Bu duygunun bulanıklaşmasıyla da filmden, B.'den kalan son anıdan geriye sadece bu şarkı kalacaktı. Hoşçakal demek ona kalan tek şeydi. Bu film bir cenazeydi çünkü. Artık her şeyin bitmesine rağmen gerçekleştirilen son ritueldi bu filmi seyretmek. Ve B.'yi tanıdığı günden o güne kadar sadece kendini düşünerek yaptığı az şeyden biriydi bu hoşçakal.

Gözyaşları arttı, adımları yavaşladı. Bir ara kenardaki bankların birine oturmayı düşündü bir süre. Devam etmeliydi ama. Durmanın kimseye faydası yoktu, en azından hayatında kendini hep buna inandırmıştı.

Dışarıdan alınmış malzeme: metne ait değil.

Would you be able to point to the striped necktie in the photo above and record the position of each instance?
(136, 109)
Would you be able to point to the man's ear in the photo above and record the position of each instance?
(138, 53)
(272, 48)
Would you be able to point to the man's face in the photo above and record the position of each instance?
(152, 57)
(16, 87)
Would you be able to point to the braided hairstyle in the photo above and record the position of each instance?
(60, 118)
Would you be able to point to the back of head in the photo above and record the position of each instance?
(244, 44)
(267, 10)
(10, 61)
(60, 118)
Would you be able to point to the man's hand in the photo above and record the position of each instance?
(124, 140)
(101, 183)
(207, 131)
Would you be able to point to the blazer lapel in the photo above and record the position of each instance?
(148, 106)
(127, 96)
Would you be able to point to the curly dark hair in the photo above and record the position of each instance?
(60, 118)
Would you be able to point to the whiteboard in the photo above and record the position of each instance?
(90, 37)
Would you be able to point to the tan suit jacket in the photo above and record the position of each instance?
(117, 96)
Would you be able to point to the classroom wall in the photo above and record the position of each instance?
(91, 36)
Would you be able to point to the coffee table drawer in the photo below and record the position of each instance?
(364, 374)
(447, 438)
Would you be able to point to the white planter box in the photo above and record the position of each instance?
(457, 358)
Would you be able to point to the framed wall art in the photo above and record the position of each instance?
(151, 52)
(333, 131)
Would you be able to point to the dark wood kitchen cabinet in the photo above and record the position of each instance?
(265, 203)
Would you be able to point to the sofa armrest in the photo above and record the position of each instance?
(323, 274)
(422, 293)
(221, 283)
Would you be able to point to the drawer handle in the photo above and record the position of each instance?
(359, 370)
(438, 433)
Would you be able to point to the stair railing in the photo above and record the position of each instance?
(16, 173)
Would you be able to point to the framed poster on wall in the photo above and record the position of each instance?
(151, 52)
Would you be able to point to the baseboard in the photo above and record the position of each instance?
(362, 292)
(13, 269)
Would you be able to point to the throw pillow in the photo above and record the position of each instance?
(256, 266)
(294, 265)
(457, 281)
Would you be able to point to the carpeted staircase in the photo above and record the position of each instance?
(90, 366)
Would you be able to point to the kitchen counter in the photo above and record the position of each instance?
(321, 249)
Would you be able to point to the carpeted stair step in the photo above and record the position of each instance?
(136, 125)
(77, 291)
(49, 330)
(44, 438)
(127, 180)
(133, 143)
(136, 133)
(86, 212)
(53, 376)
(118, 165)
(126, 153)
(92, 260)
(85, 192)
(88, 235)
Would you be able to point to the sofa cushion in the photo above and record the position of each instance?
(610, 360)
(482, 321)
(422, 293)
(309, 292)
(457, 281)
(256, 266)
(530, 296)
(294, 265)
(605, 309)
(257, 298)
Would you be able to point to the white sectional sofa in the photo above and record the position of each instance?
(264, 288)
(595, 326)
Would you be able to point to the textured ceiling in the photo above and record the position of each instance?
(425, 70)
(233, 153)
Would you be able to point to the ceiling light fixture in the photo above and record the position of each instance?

Birini sevdiğin zaman geride kalanlar o kaos içinde tutunacak tek dalın oluyordu. Ama her geride kalanın da bir çerçevesi ve anlamı vardı, hiç bir şeyi onun dışına çıkaramıyordu insan. Sonunda da kalanlar başkalaşıyor ve kaos herşeyi kaplıyordu. Öncesini, o anı ve sonrasını karşılaştırmak çok da mümkün değildi. İnsan kaybedilen herşeye farklı yas tutuyor, altı safhayı her zaman farklı yaşıyordu. Yine de sonunda haykırarak aynı sözleri söylüyordu hep.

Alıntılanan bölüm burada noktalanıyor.